Quality of life of pediatric patients with craniopharyngioma: A retrospective series from a low-middle-income country with more than 4 years follow-up.

Autor: Baqai MWS; Department of Neurosurgery, Southmead Hospital, North Bristol NHS Trust, Bristol, United Kingdom., Shah Z; Dean's Clinical Research Program, Aga Khan University, Aga Khan University Hospital, Karachi, Sindh, Pakistan., Malik MJA; Aga Khan Medical College, Aga Khan University, Karachi, Sindh, Pakistan., Zia N; Aga Khan Medical College, Aga Khan University, Karachi, Sindh, Pakistan., Shafqat S; Aga Khan Medical College, Aga Khan University, Karachi, Sindh, Pakistan., Zahid N; Department of Surgery, Aga Khan University, Aga Khan University Hospital, Karachi, Sindh, Pakistan., Shamim MS; Department of Neurosurgery, Southmead Hospital, North Bristol NHS Trust, Bristol, United Kingdom.
Jazyk: angličtina
Zdroj: Surgical neurology international [Surg Neurol Int] 2024 Jun 14; Vol. 15, pp. 199. Date of Electronic Publication: 2024 Jun 14 (Print Publication: 2024).
DOI: 10.25259/SNI_186_2024
Abstrakt: Background: Craniopharyngiomas (CPs) are rare, low-grade tumors characterized by a range of debilitating symptoms. Most of the existing literature reports postoperative outcomes of the different treatment modalities of childhood CP. However, few studies have reported the impact of these different treatment methods on the quality of life (QoL) of survivors of childhood CP. Therefore, we aim to assess the correlation between different surgical modalities on the QoL of patients with childhood CP from a lower-middle-income country.

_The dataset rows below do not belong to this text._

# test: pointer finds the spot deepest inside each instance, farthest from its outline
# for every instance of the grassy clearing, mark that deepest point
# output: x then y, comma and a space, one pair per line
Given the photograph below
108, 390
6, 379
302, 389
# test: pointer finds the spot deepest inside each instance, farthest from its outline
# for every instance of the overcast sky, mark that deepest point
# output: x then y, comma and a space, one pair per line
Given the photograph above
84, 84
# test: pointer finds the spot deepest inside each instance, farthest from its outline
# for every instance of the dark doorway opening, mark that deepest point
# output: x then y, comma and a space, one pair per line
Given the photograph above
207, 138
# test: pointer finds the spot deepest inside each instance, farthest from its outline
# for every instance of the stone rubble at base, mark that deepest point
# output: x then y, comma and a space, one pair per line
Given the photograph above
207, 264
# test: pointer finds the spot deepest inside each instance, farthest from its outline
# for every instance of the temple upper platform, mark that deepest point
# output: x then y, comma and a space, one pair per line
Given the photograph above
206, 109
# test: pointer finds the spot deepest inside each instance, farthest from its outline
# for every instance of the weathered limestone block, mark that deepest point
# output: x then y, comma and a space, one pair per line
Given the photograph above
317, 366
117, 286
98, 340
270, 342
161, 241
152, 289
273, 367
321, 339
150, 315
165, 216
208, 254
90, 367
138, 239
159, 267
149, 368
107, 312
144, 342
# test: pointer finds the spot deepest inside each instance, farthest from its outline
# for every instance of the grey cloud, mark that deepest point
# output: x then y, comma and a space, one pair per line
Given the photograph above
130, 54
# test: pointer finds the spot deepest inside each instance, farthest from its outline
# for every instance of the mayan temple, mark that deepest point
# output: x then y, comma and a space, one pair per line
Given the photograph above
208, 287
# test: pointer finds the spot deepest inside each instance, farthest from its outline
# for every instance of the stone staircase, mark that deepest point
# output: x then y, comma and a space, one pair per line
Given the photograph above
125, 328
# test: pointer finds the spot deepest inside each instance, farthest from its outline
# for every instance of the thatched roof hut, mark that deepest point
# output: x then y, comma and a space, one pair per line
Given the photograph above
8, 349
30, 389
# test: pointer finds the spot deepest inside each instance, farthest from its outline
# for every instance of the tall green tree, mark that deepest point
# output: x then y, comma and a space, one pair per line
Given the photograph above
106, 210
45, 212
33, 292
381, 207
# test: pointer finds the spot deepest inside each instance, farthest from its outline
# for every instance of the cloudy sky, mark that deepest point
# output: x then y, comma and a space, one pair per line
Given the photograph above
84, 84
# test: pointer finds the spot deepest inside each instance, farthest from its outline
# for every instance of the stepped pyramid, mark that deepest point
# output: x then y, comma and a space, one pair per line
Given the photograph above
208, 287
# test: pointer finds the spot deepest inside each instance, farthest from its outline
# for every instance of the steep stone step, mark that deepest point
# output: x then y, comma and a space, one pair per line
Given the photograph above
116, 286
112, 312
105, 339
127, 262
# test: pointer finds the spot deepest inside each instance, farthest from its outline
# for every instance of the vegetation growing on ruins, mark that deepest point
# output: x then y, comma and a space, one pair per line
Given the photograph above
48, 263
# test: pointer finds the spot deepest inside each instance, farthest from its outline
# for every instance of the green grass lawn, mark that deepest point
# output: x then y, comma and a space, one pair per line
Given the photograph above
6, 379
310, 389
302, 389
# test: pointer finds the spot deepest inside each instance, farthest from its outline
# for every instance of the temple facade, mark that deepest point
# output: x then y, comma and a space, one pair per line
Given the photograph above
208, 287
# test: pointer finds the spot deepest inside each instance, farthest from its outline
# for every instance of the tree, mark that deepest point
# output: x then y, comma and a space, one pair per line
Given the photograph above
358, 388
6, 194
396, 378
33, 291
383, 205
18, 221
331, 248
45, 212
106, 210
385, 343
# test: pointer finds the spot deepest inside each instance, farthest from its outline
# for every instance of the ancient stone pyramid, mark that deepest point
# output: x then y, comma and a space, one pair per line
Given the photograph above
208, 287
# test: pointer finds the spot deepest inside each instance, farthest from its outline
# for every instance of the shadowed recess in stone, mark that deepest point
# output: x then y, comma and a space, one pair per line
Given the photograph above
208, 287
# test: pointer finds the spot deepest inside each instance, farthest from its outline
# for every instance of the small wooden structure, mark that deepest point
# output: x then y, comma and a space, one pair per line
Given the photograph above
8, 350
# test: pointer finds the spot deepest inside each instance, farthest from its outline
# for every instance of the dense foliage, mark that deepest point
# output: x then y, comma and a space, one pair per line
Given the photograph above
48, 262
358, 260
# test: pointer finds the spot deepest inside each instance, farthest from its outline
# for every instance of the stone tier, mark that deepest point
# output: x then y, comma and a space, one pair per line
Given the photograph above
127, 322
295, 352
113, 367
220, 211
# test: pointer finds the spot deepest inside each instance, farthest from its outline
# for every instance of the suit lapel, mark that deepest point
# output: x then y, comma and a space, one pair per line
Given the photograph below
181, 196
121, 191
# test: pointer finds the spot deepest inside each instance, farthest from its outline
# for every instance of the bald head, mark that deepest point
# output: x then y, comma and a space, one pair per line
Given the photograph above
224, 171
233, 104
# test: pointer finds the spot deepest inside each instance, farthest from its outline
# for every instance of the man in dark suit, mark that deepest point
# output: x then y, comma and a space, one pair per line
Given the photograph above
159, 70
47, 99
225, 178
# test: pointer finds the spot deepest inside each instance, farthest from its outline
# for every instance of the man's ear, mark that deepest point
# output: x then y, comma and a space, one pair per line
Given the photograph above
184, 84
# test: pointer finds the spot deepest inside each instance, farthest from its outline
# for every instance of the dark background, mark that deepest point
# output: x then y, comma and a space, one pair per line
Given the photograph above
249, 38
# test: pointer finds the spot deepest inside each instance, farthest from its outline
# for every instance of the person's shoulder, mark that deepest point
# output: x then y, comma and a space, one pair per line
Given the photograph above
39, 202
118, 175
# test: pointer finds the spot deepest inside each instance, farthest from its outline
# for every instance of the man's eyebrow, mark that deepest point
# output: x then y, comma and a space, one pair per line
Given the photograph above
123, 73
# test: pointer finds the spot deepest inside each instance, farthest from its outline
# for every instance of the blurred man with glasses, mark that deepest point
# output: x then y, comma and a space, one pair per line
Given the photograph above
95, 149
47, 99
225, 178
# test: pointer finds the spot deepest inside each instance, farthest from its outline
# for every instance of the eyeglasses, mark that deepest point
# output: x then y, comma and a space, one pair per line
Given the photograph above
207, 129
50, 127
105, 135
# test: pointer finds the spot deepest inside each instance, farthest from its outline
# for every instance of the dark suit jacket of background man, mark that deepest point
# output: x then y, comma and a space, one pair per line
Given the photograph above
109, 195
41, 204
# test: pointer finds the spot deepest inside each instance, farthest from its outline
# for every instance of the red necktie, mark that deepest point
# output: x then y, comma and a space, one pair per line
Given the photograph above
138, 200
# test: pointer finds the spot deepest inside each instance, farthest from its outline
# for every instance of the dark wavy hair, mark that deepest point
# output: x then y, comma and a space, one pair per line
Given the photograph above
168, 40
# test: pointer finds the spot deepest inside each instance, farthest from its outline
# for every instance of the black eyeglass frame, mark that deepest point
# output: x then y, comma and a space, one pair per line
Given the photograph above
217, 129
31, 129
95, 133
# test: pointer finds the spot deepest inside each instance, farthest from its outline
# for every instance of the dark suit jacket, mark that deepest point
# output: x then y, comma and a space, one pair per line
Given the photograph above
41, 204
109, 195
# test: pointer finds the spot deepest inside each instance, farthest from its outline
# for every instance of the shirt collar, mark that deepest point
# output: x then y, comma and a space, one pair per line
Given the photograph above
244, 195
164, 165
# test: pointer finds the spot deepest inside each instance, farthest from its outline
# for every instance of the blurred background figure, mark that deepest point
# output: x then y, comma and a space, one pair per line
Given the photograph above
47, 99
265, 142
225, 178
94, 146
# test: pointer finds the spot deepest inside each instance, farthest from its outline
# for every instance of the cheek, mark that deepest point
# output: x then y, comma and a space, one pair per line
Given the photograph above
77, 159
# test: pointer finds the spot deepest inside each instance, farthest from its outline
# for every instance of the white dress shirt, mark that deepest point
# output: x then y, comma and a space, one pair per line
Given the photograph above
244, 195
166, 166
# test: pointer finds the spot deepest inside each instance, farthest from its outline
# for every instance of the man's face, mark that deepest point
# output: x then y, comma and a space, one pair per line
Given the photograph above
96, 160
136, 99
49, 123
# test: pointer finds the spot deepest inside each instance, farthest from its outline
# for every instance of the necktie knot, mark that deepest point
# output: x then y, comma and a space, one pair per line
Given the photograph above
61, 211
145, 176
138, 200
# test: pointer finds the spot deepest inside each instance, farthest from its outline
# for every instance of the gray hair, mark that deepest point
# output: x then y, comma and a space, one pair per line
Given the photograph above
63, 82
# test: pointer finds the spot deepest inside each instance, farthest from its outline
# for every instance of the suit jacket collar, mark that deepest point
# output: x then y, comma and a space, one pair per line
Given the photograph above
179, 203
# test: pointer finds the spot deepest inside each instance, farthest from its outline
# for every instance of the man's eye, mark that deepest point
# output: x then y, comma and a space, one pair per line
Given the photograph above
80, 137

Methods: Twenty-nine survivors who underwent treatment for CP were included in the study. The selected patients had either been managed with complete resection, debulking, or placement of an Ommaya reservoir. QoL was assessed by the pediatric quality of life (PedsQL) questionnaire. The effect of the different treatment modalities on the QoL was assessed.
Results: Mean follow-up was 4.4 ± 2.19 years. The type of surgery was significantly related to the mean PedsQL scores for the total score as well as each of the individual domain scores ( P < 0.001). Complete resection of the tumor resulted in the lowest mean (standard deviation) PedsQL total score of 56.6 ± 7.12 compared to the Ommaya reservoir with biopsy (83.3 ± 5.69) and debulking (93.8 ± 3.37) ( P < 0.001).
Conclusion: There was a significant effect of the type of surgical treatment on the QoL of the survivors of childhood CP. It is important to consider the long-term outcomes in addition to immediate postoperative outcomes when deciding on a treatment strategy while managing children with CP.
Competing Interests: There are no conflicts of interest.